Why You Should Care, Even If You Do Not Spend Friday Nights Ranking Interneurons
If this line of work keeps holding up, it could help explain why some brains switch states smoothly and others get stuck. That matters for cognitive flexibility, psychiatric disorders, and eventually brain stimulation. In principle, if you know which regions operate on slower or faster internal clocks, you may get better at predicting where to nudge the system and when. Think less "zap random cortex and hope for the best," more "target the part of the network that actually runs the tempo."
That said, the paper is not a final boss battle victory screen. The model still depends on tractography, which is useful but imperfect.
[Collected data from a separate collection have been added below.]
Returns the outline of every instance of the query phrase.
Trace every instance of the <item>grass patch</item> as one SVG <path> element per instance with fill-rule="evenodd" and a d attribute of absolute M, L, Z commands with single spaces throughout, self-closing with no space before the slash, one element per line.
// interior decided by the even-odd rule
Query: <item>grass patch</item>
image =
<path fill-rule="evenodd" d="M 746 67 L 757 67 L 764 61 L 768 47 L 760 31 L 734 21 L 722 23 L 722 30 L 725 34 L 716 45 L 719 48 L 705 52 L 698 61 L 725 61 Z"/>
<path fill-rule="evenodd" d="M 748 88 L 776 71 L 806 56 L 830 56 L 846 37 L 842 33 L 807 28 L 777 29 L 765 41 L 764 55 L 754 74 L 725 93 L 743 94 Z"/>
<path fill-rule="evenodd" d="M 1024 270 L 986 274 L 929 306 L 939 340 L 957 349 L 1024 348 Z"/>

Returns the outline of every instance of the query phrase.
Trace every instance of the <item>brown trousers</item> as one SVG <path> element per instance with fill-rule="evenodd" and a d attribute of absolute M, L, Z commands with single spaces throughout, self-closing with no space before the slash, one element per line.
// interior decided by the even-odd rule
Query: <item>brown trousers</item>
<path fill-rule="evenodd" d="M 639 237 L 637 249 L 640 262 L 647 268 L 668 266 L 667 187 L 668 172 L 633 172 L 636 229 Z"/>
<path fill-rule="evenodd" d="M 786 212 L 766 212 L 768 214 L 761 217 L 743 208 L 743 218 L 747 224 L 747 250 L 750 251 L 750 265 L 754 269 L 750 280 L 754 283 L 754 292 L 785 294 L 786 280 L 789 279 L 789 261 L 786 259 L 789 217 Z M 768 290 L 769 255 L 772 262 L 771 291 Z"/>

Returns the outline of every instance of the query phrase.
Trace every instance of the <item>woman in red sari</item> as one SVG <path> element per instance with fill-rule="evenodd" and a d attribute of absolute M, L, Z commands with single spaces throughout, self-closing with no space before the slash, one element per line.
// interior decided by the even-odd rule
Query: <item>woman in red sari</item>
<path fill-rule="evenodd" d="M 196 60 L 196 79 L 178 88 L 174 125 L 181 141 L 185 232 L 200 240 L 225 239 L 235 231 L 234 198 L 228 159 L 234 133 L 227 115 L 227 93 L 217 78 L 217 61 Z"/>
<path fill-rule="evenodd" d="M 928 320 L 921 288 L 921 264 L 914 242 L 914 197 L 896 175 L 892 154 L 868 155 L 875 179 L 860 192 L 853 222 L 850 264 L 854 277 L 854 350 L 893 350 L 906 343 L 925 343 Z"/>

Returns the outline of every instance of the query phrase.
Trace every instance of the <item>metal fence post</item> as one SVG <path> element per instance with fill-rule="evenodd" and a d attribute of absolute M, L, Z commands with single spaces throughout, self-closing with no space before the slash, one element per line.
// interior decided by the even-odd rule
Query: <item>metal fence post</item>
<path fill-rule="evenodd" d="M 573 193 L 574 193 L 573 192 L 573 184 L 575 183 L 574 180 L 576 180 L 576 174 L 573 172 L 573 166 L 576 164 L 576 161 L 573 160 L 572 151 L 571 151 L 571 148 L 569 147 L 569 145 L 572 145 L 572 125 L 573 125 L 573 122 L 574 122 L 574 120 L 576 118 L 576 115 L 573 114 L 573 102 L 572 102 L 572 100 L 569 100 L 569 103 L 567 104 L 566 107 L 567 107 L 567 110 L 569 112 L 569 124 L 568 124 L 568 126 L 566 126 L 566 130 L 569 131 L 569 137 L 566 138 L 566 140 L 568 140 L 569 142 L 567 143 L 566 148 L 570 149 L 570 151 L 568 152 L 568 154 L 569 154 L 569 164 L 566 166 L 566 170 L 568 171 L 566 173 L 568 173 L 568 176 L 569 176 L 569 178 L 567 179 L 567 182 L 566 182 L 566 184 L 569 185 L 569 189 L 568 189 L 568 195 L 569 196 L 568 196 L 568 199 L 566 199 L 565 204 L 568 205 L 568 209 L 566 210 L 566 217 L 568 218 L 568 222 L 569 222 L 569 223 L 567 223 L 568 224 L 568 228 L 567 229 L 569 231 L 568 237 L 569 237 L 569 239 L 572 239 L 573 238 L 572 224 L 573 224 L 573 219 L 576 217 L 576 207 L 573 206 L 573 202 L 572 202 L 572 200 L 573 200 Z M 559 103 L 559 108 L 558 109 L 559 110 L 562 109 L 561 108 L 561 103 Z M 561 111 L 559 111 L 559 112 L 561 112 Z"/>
It validates against fMRI, which is powerful but temporally blunt compared with electrophysiology. And the control setup still uses many more regions than a real stimulation device would target. So no, nobody has built a remote control for consciousness.
Still, this is a sharp piece of work. It takes a vague intuition - different brain regions run on different clocks - and turns it into a quantitative framework tied to structure, dynamics, and behavior. In math terms, it is a proof of concept that the brain's timing is not noise around the edges. It is part of the design.
References
Kim JZ, Betzel RF, Beyh A, et al. Inferring intrinsic neural timescales using optimal control theory. Nature Communications. 2025;16:article pending in PubMed record. DOI: 10.1038/s41467-025-66542-w. PubMed: PMID 41298426.
Parkes L, Kim JZ, Stiso J, et al. A network control theory pipeline for studying the dynamics of the structural connectome. Nature Protocols. 2024;19(12):3721-3749. DOI: 10.1038/s41596-024-01023-w. PubMed: PMID 39075309.
Manea AMG, Maisson DJ-N, Voloh B, et al. Neural timescales reflect behavioral demands in freely moving rhesus macaques. Nature Communications. 2024;15(1):2151. DOI: 10.1038/s41467-024-46488-1. PubMed: PMID 38461167. PMCID: PMC10925022.
Ibanez A, Northoff G. Intrinsic timescales and predictive allostatic interoception in brain health and disease. Neuroscience and Biobehavioral Reviews. 2024;157:105510. DOI: 10.1016/j.neubiorev.2023.105510. PubMed: PMID 38104789.
Cao Y, Gross J, Kayser C, et al. Multi-timescale neural dynamics for multisensory integration. Nature Reviews Neuroscience. 2024;25:625-642. DOI: 10.1038/s41583-024-00845-7.
Spitmaan M, Seo H, Lee D, Soltani A. Multiple timescales of neural dynamics and integration of task-relevant signals across cortex. Proceedings of the National Academy of Sciences of the United States of America. 2020;117(36):22522-22531. DOI: 10.1073/pnas.2005993117. PubMed: PMID 32839338. PMCID: PMC7486728.
Disclaimer: The image accompanying this article is for illustrative purposes only and does not depict actual experimental results, data, or biological mechanisms.